MTSU football players Seth Falley, left, of Haysville, Kan., and Wilson Kelly of Danville, Ky., provide leadership at the MTSU Farm Laboratories, overseeing the feeding and care of animals and driving heavy equipment to complete tasks. Student workers are important to the success of the farm, dairy and beef and swine units. (MTSU photo by J. Intintoli)

Roommates and MTSU football teammates Wilson Kelly and Seth Falley have agricultural backgrounds. Falley spent most of his life around horses and farming in his native Kansas. From rural Kentucky, Wilson grew up around animals and equipment.

When Falley and later Kelly inquired about bringing their size, strength and experience to assist at the MTSU Farm Laboratory in Lascassas, Tennessee, and the beef and swine units near the VA in Murfreesboro, Farm Labs Director Matthew Wade couldn’t say yes fast enough.

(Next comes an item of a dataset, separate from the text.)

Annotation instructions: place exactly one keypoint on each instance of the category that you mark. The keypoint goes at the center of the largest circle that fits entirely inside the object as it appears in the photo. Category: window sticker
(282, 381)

“They have fit right in with all the other student workers we have working this summer,” Wade said. “They’ve been a tremendous asset to us since they joined and been a part of our team.”

The players were looking for an active alternative away from football before summer practice begins. Wade’s always searching for outstanding student workers at the 435-acre farm — also known as the MTSU Experiential Learning and Research Center — featuring a dairy providing milk for the MTSU Creamery, crops and garden, unmanned aircraft systems research and more.

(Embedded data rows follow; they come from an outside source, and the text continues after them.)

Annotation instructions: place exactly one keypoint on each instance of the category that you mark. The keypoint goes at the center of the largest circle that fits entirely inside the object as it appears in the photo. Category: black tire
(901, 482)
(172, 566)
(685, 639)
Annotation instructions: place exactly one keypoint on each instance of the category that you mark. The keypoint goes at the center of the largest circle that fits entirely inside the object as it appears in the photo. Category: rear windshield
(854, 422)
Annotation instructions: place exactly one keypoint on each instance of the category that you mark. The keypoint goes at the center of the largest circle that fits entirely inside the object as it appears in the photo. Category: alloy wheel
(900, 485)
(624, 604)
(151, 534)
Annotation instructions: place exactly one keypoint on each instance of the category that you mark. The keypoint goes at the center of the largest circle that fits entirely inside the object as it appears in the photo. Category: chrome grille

“They both have farm backgrounds. Seth jumped on the tractor the first day and took off like he’d been doing it all his life and, apparently, he had. Wilson had been on some smaller equipment. We put him on some bigger things. He proved himself well. Like many football players and athletes, they weren’t afraid of the challenge at all. They have jumped in and done a superb job for us.”

It’s been an eye-opening experience for Kelly, a 6-foot, 300-pound redshirt freshman.

“I’ve learned a lot of new things about agriculture, working with animals and running machinery. Being out on a farm is a lot more than what most people think,” he said. “It’s a lot of hard work, but there’s the science behind it — reasons why certain things are done a certain way. Mr. Wade has helped me when I’ve not necessarily known what to do and guided me in the right direction.”

Football and ag backgrounds

Both young men are backup centers on the Blue Raiders’ offensive line, playing behind starter Jordan Palmer.

Falley, a 6-foot-4, 295-pound junior from Haysville, Kansas, transferred to MTSU in January from Butler Community College. He entered MTSU with a 3.2 GPA and is an agribusiness major in the School of Agriculture. He keeps a pocket knife handy and wears a cowskin holster that holds a pair of pliers he often uses.

Falley grew up working with horses, maintenance and machinery at Rainbow Meadows Equine Rescue & Retirement, a business co-owned by his aunt, Karen Everhart, and uncle, David Everhart, in Junction City, Kansas. His late grandfather, Bill Eastman, owned 500 acres — where Falley checked cows and fixed fences, spraying and more — on land family now maintains in southeast Kansas.

“I actually didn’t grow up on a farm, but I always had the interest and always wanted to get into it — and now I have that opportunity here,” Falley said.

“We’ve been cutting a lot of hay, getting ready for hay season. I started in the winter when I got here, just caring for animals, tractor running, long, hot days, but it’s all worth it when you know what you’re doing. Recently, I’ve stepped into more of a management role. That’s sort of what I want to do in the future, be a ranch manager.”

The management role Wade has allowed Falley to pursue includes scheduling student workers, pasture organization and land management.

A Danville, Kentucky, native, Kelly has a 3.4 GPA as a construction management major, but may switch back to an agriculture major. With football, he has traveled and established relationships.

“It sparked my interest,” Kelly said of the opportunity to work at the farm. “I figured Seth and I could work together and it would be fun and put a little money in our pocket and also learn a lot more about the agriculture industry and the great program MT has here. It’s been a great experience so far.”